Creating thinking space, rather than filling every silence with answers.
Holding clear expectations and boundaries, while genuinely inviting others into how those are met.
Relating to people as whole humans, not just as roles on an org chart.
This is where self-leadership matters.
If you’re running on fumes, gripping control because uncertainty feels risky, or carrying long-standing patterns of over-responsibility, it becomes much harder to bring the grounded, curious presence that coach-like leadership requires.
Rather than a checklist of things to do differently, here are a few questions you might sit with as you look ahead:
Where, in your current work, are you still the indispensable problem-solver? What might shift if you became the chief questioner instead?

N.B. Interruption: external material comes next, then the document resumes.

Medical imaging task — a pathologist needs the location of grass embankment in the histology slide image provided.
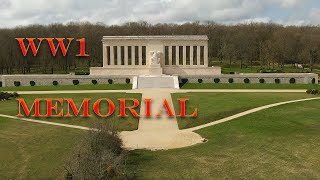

In which conversations do you notice yourself moving quickly to reassure, rescue, or fix? What might open up if you stayed a little longer in curiosity?
Where might your team be more ready than you realise to step into ownership and accountability, if you created the container and the invitation?
What part of your leadership story is asking to evolve — perhaps from “I hold it all” to “I hold the space in which others can step up”?
This isn’t about changing everything at once.
Often it begins with one relationship, one meeting, or one familiar pattern you choose to approach differently.
When leaders begin to lead more like a coach, the changes are often subtle at first — and then surprisingly far-reaching.
For example:
A leader who used to arrive at meetings with a fully formed plan now comes with a clear purpose, two or three well-chosen questions, and a willingness to co-design the “how” with the group.
A manager drained by constant “Got a minute?” interruptions began holding regular, deeper one-to-ones focused on thinking together — and noticed the ad-hoc interruptions gradually fall away.
A senior leader caught between compassion and accountability found a way of giving feedback that was both deeply human and unflinchingly clear by slowing down, naming what mattered, and inviting shared responsibility.
None of these leaders became coaches in a formal sense.
They did, however, reclaim their role as cultivators of thinking, ownership, and growth — in themselves and in their teams.
This kind of shift tends to unfold on at least two levels.
First, the personal level:
your own patterns, stories, values, boundaries, and habits of attention. This is often where LifeStar and Daring Leadership work supports leaders — helping recalibrate energy and alignment so leadership isn’t driven by stress or autopilot.
Second, the collective level:
the culture and systems your leadership is shaping. This is where my Artemis leadership coaching and workplace programmes sit — supporting teams and organisations to work in more coach-like, connected, and future-fit ways, without losing clarity or performance.
Sometimes the work begins with you as an individual leader.
Sometimes it starts with your team or organisation.
Most often, it becomes a conversation between both.
Alongside this leadership and organisational work, I’m launching a small, pioneering cohort for an advanced coaching certification in February.
It’s designed for experienced, already-certified coaches who feel called to deepen their practice at the intersection of leadership, systems, and inner transformation. This is not entry-level training — it’s for those who already live and breathe coaching, and are sensing their own next edge.
If that sparks something, you’re welcome to reach out privately, and we can explore whether the pioneer cohort is a good fit.
As you stand at the beginning of this year, you might simply ask:
Who do I want to be in the lives of the people I lead?
What would it mean, in practical terms, to lead more like a coach — in my context, with my particular strengths and constraints?
What support would help make those shifts sustainable, rather than just another intention?
If you’d value a thinking partner as you explore these questions — for yourself, your team, or your wider organisation — you’re welcome to get in touch.
Sometimes the most future-shaping move we can make isn’t to push harder,
but to pause, reflect, and choose a different way of leading forward.